No, mass starvation would not ensue from having to fight weeds using mechanical means. It would take more work and more fuel, but it is eminently doable if the need is there. Especially if the change would be gradual.
Making do without artificial fertilizer would be a lot harder.
Perhaps if herbicides weren't viable, more work would've gone into developing the mechanical alternatives and we'd have had solar-powered machines removing weeds from fields.
Increased work and fuel means increased costs, increased costs means increased prices, increased prices means less food available for purchase by those on the margins, less food means starvation.
No, not regardless of magnitude. But anything that have a large impact on food prices will decrease the ability of poor people to pay for it. It’s not rocket science.
Price increases due to disruption of Ukrainian grain shipments from the war substantially threatened African food stability.
Despite their being plenty of capacity elsewhere because the smaller redirects of trucking into the European markets crashed prices enough that it led to protests in Poland and discontent elsewhere (though probably with significant Russian psyops involvement).
People are already starving in the world. With higher prices the amount of people starving would be more. It's gonna be ten thousand more or a million more? That's up for debate.
We have resources for plenty of nonessential expenditures that could be diverted if avoiding starvation was our collective goal. I’m not always sure it would be, but the constraint isn’t a death sentence on its own.
I don't think that is the only alternative. If the end goal is to preserve life for humans, completely nuking the soil into a wasteland, treating it with carcinogens and then allowing a company to genetically modify seeds and copyright them is a pretty bad and short sighted strategy.
Allowing a known carcinogen to make crops "easier to harvest" has to do with profit margin not food supply. People literally use this to kill dandelions in their yards. I have known many people who have died from cancer. I have eaten dandelions, while bitter, are actually healthy. A good start would be to work with nature instead of trying to out engineer it.
If roundup is your alternative to starvation you're probably just delaying the inevitable.
> If roundup is your alternative to starvation you're probably just delaying the inevitable.

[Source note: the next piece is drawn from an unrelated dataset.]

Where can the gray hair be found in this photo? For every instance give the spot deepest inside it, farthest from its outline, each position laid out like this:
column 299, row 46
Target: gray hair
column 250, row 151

Yes. That is literally exactly what we're doing. You can't sustain the current human population without fertilizers and pesticides made from fossil fuels. Half the people on the planet would die.
If we don't want half the planet to die, we need pesticides. So do you choose a pesticide that's more harmful, or less? If you said "less", then you want glyphosate.
You both have premises that are too far apart to debate productively; what you're really debating is naturalism vs. technology, scale vs. degrowth, humanism vs. environmentalism. All worthwhile philosophical debates, but you won't get anywhere sniping at each other about them.
Making do without artificial fertilizer would be a lot harder.